How to Integrate Free Fraction into Dosing Decisions
- Prioritize unbound levels for highly protein-bound, narrow therapeutic index drugs when available.
- When only total levels are available, use estimated fu carefully and reassess after major clinical changes.
- Recalculate fu when albumin, renal status, inflammatory markers, or interacting medications change.
- Document the equation and assumptions used so interpretation remains reproducible.

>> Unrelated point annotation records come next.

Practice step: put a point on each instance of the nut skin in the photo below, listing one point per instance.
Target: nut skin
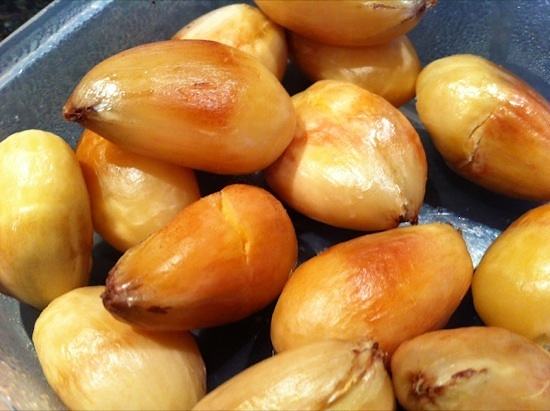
(246, 28)
(355, 161)
(46, 231)
(197, 103)
(325, 375)
(389, 69)
(488, 125)
(131, 195)
(511, 285)
(219, 260)
(389, 286)
(347, 22)
(95, 362)
(483, 368)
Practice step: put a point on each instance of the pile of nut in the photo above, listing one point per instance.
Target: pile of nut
(360, 325)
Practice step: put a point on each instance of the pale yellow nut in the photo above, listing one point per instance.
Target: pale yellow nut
(46, 231)
(246, 28)
(481, 368)
(131, 195)
(488, 125)
(95, 362)
(219, 260)
(511, 285)
(390, 286)
(197, 103)
(355, 161)
(326, 375)
(389, 69)
(347, 22)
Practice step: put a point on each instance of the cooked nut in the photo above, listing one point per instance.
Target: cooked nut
(131, 195)
(511, 285)
(389, 286)
(46, 231)
(389, 69)
(489, 125)
(326, 375)
(482, 368)
(246, 28)
(95, 362)
(355, 161)
(219, 260)
(347, 22)
(196, 103)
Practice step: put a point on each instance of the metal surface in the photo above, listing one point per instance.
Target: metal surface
(42, 62)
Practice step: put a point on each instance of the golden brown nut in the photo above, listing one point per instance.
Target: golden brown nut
(325, 375)
(131, 195)
(481, 368)
(196, 103)
(347, 22)
(389, 286)
(511, 285)
(246, 28)
(219, 260)
(489, 125)
(95, 362)
(389, 69)
(355, 162)
(46, 231)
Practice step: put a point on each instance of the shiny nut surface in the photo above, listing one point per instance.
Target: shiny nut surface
(389, 286)
(45, 219)
(131, 195)
(93, 361)
(219, 260)
(196, 103)
(355, 161)
(489, 125)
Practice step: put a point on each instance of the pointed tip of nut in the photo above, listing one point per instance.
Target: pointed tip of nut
(77, 114)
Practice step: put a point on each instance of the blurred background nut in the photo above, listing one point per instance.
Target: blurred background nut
(389, 286)
(131, 195)
(46, 230)
(481, 368)
(488, 125)
(95, 362)
(511, 285)
(325, 375)
(208, 106)
(347, 22)
(389, 69)
(245, 27)
(221, 259)
(355, 161)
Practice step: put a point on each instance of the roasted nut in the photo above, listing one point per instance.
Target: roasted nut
(326, 375)
(481, 368)
(347, 22)
(46, 231)
(95, 362)
(511, 285)
(219, 260)
(489, 125)
(355, 162)
(196, 103)
(246, 28)
(389, 70)
(389, 286)
(131, 195)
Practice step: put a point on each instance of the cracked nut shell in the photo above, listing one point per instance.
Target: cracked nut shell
(219, 260)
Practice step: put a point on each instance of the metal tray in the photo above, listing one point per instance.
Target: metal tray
(41, 63)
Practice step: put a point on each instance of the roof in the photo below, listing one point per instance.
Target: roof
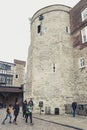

Regulatory and Academic References for Deeper Reading
For readers who want source-level guidance and background, the following references are useful:
- U.S. Food and Drug Administration (FDA): Clinical Pharmacology resources
- U.S. National Library of Medicine (NIH/NLM): Drug disposition and pharmacokinetics textbooks
- MedlinePlus (.gov): Albumin test interpretation
Final Practical Takeaway
The equation for calculating free fraction of drugs is not just a classroom formula. It is a practical clinical tool that helps bridge pharmacokinetics and real patient care. Use concentration-based equations whenever measured values are available, apply binding-constant equations for estimation and modeling, and always interpret results in light of patient physiology. In high-risk medications, small shifts in fu can drive major differences in effect. A structured calculator and consistent interpretation workflow can significantly improve decision quality.